Factores ligados a la globalización, la concentración de capitales en zonas más competitivas, el desinterés por la manufactura local y una alarmante falta de visión por parte de nuestras autoridades han provocado el éxodo de empresas, empleos y oportunidades. La ciudad no supo —o no quiso— reinventarse. En vez de impulsar políticas de reconversión económica o formación técnica seria, nos conformamos con la llegada de un mall chino o un par de supermercados, como si eso bastara para generar futuro.
Y mientras el discurso oficial se enreda en promesas vacías y en cifras desconectadas de la realidad, las ollas comunes volvieron a aparecer, como un triste síntoma de retroceso. Algo que creíamos superado, propio de otras épocas. Pero no. Hoy son parte del paisaje habitual de San Felipe. No como una anécdota, sino como una necesidad estructural.
En este contexto, resulta imposible no destacar el trabajo de la Olla Común del Pueblo, que cada domingo alimenta con dignidad a cerca de 500 personas en diversos sectores de la comuna. Pantrucas y pan fresco repartidos con respeto, organización y, sobre todo, amor. Lo hicieron vecinas, voluntarios, la comunidad LGBTIQ+ de la Corporación Féminas Diversas de Aconcagua. Sin cámaras, sin sueldos, sin contratos. Solo con compromiso real.
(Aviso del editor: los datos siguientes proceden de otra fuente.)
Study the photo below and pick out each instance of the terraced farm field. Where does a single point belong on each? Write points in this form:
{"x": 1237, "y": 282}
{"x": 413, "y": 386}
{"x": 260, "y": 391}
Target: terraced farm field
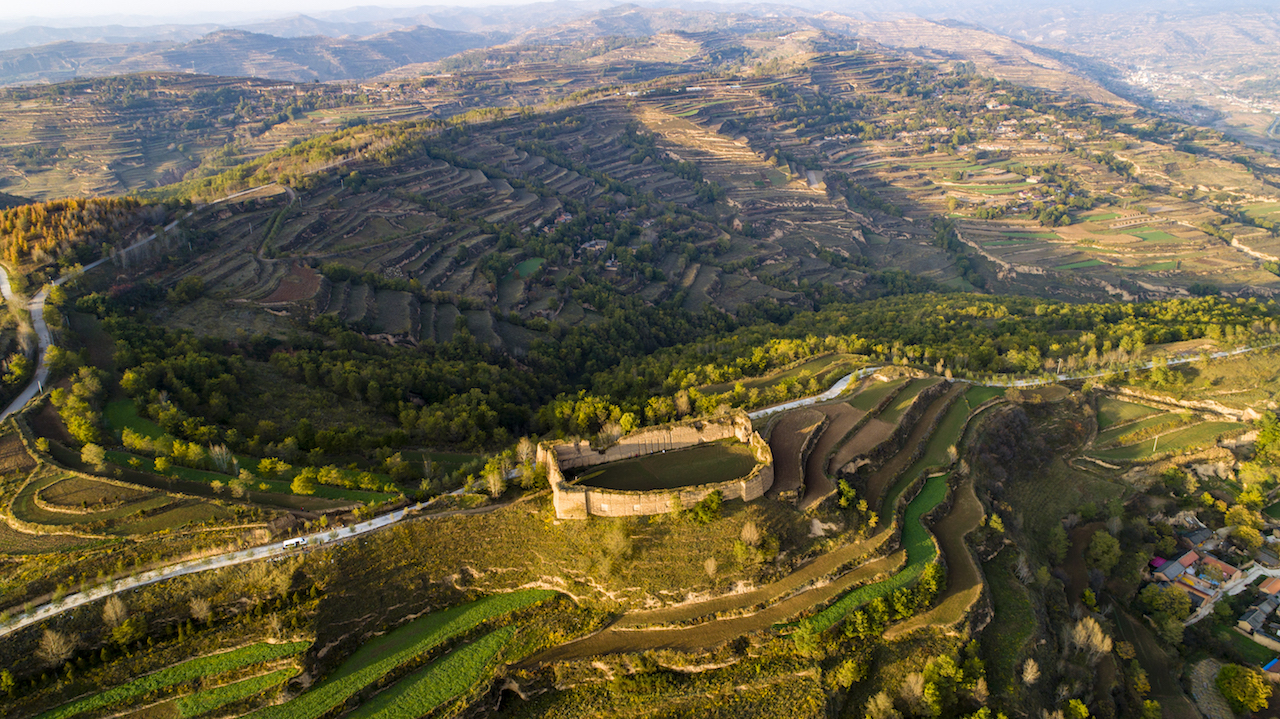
{"x": 382, "y": 655}
{"x": 1179, "y": 440}
{"x": 871, "y": 397}
{"x": 78, "y": 493}
{"x": 905, "y": 398}
{"x": 786, "y": 440}
{"x": 12, "y": 541}
{"x": 1144, "y": 427}
{"x": 888, "y": 475}
{"x": 818, "y": 484}
{"x": 920, "y": 549}
{"x": 186, "y": 672}
{"x": 1112, "y": 411}
{"x": 964, "y": 576}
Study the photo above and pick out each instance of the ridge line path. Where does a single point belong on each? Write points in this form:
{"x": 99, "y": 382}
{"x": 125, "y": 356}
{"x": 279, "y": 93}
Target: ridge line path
{"x": 229, "y": 559}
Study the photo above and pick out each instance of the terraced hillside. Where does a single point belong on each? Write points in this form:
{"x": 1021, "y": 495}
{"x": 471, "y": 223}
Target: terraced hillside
{"x": 837, "y": 582}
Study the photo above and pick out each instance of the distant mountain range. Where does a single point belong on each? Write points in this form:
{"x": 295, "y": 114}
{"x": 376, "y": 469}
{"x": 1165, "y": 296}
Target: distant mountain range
{"x": 1207, "y": 62}
{"x": 240, "y": 53}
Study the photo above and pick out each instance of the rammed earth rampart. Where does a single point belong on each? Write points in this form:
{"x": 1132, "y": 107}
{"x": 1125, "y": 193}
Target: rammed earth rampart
{"x": 577, "y": 502}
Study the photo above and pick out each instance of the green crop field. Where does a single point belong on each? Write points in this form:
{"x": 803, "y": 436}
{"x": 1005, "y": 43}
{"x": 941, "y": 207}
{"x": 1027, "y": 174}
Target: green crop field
{"x": 945, "y": 435}
{"x": 1156, "y": 236}
{"x": 1125, "y": 434}
{"x": 976, "y": 395}
{"x": 123, "y": 413}
{"x": 718, "y": 462}
{"x": 1249, "y": 649}
{"x": 439, "y": 681}
{"x": 12, "y": 541}
{"x": 208, "y": 700}
{"x": 1194, "y": 436}
{"x": 874, "y": 394}
{"x": 1082, "y": 265}
{"x": 1008, "y": 242}
{"x": 1112, "y": 411}
{"x": 991, "y": 188}
{"x": 177, "y": 674}
{"x": 526, "y": 268}
{"x": 1011, "y": 627}
{"x": 919, "y": 552}
{"x": 376, "y": 658}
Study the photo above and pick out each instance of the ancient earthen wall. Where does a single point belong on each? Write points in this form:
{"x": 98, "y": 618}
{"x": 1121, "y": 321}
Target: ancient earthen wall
{"x": 577, "y": 502}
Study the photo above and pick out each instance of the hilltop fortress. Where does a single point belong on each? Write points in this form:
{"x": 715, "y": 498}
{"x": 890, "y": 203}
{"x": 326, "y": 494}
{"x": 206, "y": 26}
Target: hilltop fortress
{"x": 577, "y": 502}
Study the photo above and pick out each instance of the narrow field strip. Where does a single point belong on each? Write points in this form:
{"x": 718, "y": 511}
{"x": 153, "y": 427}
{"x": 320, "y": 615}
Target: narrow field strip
{"x": 209, "y": 700}
{"x": 382, "y": 655}
{"x": 438, "y": 682}
{"x": 919, "y": 548}
{"x": 177, "y": 674}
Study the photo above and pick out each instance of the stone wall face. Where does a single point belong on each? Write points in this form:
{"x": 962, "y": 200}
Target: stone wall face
{"x": 576, "y": 502}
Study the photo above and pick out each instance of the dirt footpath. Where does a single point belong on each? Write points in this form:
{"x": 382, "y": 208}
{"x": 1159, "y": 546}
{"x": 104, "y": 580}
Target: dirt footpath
{"x": 615, "y": 640}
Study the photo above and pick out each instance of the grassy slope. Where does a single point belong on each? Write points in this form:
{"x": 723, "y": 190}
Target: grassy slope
{"x": 177, "y": 674}
{"x": 388, "y": 651}
{"x": 438, "y": 682}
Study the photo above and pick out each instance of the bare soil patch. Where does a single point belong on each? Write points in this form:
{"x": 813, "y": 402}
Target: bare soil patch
{"x": 301, "y": 283}
{"x": 817, "y": 484}
{"x": 786, "y": 442}
{"x": 885, "y": 476}
{"x": 868, "y": 438}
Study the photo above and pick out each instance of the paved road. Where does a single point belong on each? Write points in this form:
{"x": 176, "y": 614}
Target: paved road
{"x": 252, "y": 554}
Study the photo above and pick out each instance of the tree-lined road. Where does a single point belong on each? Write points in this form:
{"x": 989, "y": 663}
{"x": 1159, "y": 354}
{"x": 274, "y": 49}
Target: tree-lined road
{"x": 229, "y": 559}
{"x": 37, "y": 320}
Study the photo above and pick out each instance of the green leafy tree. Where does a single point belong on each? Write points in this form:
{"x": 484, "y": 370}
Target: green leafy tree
{"x": 305, "y": 481}
{"x": 1244, "y": 688}
{"x": 1057, "y": 544}
{"x": 1248, "y": 537}
{"x": 1104, "y": 552}
{"x": 708, "y": 509}
{"x": 94, "y": 456}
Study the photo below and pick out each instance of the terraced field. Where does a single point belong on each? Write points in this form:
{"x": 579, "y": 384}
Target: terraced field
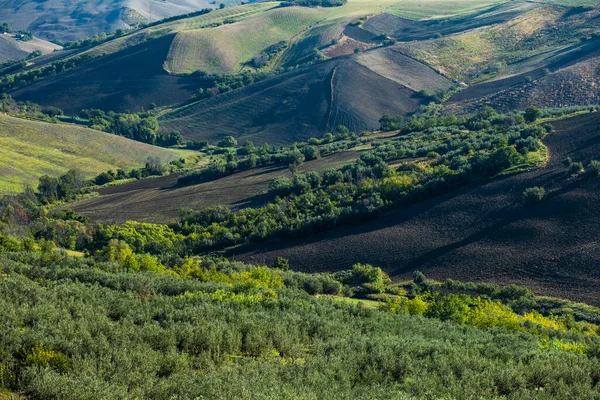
{"x": 129, "y": 80}
{"x": 161, "y": 199}
{"x": 12, "y": 49}
{"x": 480, "y": 55}
{"x": 76, "y": 19}
{"x": 481, "y": 233}
{"x": 420, "y": 9}
{"x": 227, "y": 48}
{"x": 392, "y": 64}
{"x": 296, "y": 106}
{"x": 29, "y": 149}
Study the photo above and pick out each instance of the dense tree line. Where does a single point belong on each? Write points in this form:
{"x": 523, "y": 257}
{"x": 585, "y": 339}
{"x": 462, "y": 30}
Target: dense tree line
{"x": 11, "y": 82}
{"x": 122, "y": 324}
{"x": 142, "y": 127}
{"x": 314, "y": 3}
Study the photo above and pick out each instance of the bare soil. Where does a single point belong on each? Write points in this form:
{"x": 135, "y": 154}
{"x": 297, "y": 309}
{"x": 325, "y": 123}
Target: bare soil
{"x": 481, "y": 233}
{"x": 160, "y": 200}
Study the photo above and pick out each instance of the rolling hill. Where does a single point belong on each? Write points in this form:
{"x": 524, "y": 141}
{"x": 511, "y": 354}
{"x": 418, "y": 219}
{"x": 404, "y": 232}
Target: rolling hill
{"x": 481, "y": 233}
{"x": 482, "y": 47}
{"x": 76, "y": 19}
{"x": 12, "y": 49}
{"x": 29, "y": 149}
{"x": 160, "y": 200}
{"x": 295, "y": 106}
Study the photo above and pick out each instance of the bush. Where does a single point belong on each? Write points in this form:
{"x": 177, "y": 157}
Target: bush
{"x": 533, "y": 195}
{"x": 594, "y": 168}
{"x": 576, "y": 168}
{"x": 532, "y": 114}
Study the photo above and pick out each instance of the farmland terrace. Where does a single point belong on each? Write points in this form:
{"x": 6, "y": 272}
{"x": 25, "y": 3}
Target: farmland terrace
{"x": 161, "y": 199}
{"x": 480, "y": 233}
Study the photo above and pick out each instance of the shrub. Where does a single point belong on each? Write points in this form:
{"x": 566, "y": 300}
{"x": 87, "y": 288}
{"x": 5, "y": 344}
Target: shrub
{"x": 594, "y": 168}
{"x": 533, "y": 195}
{"x": 532, "y": 114}
{"x": 576, "y": 168}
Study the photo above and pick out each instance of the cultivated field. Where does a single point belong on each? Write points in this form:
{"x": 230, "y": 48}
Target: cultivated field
{"x": 129, "y": 80}
{"x": 161, "y": 199}
{"x": 483, "y": 54}
{"x": 420, "y": 9}
{"x": 29, "y": 149}
{"x": 392, "y": 64}
{"x": 296, "y": 106}
{"x": 76, "y": 19}
{"x": 13, "y": 49}
{"x": 481, "y": 233}
{"x": 228, "y": 48}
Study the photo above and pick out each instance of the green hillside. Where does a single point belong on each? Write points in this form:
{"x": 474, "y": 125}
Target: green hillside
{"x": 225, "y": 49}
{"x": 29, "y": 149}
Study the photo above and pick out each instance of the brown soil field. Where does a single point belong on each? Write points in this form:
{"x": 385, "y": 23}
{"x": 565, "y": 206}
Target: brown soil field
{"x": 296, "y": 106}
{"x": 406, "y": 30}
{"x": 346, "y": 46}
{"x": 129, "y": 80}
{"x": 481, "y": 233}
{"x": 160, "y": 199}
{"x": 567, "y": 77}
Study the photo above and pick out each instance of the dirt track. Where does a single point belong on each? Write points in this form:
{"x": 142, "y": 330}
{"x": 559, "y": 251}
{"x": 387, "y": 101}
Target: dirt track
{"x": 482, "y": 233}
{"x": 160, "y": 199}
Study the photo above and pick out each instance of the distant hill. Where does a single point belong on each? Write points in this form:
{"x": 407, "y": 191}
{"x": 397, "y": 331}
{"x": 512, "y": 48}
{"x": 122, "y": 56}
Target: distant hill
{"x": 12, "y": 49}
{"x": 29, "y": 149}
{"x": 481, "y": 232}
{"x": 393, "y": 56}
{"x": 76, "y": 19}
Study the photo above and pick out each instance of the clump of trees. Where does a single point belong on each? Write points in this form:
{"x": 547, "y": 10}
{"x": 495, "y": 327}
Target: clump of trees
{"x": 533, "y": 195}
{"x": 142, "y": 127}
{"x": 264, "y": 58}
{"x": 314, "y": 3}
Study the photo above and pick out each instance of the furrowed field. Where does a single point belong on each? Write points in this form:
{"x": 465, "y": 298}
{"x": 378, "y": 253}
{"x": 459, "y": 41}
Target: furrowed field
{"x": 29, "y": 149}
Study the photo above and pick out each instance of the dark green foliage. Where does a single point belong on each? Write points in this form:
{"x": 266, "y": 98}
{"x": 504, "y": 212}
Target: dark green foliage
{"x": 532, "y": 114}
{"x": 576, "y": 168}
{"x": 314, "y": 3}
{"x": 228, "y": 141}
{"x": 142, "y": 127}
{"x": 593, "y": 168}
{"x": 74, "y": 326}
{"x": 268, "y": 54}
{"x": 533, "y": 195}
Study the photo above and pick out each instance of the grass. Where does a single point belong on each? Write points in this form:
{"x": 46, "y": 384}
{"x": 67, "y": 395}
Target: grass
{"x": 29, "y": 149}
{"x": 227, "y": 48}
{"x": 479, "y": 55}
{"x": 372, "y": 304}
{"x": 420, "y": 9}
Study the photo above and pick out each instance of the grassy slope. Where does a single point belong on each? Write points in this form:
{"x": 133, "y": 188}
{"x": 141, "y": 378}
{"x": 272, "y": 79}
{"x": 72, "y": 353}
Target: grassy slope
{"x": 468, "y": 56}
{"x": 161, "y": 199}
{"x": 29, "y": 149}
{"x": 482, "y": 233}
{"x": 12, "y": 49}
{"x": 419, "y": 9}
{"x": 228, "y": 47}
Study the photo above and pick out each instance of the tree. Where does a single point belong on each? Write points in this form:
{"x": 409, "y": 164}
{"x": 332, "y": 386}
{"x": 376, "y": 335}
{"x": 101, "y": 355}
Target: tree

Acciones como esta —silenciosas, pero profundamente humanas— dan una lección que la política y el poder muchas veces olvidan: cuando el Estado se ausenta, el pueblo se organiza. Pero no deberíamos acostumbrarnos. No deberíamos naturalizar la precariedad como única respuesta.
San Felipe merece más. No solo por su historia, sino por su gente. Merece que las autoridades retomen una visión de desarrollo territorial, que entiendan el potencial de sus habitantes, que impulsen educación técnica, cultura, industria local. Que dejen de administrar la pobreza y comiencen a construir futuro.
Mientras tanto, la olla común no solo entrega alimento, sino también esperanza y dignidad. Porque donde el Estado no llega, llega el pueblo. Y eso, aunque duele, también emociona.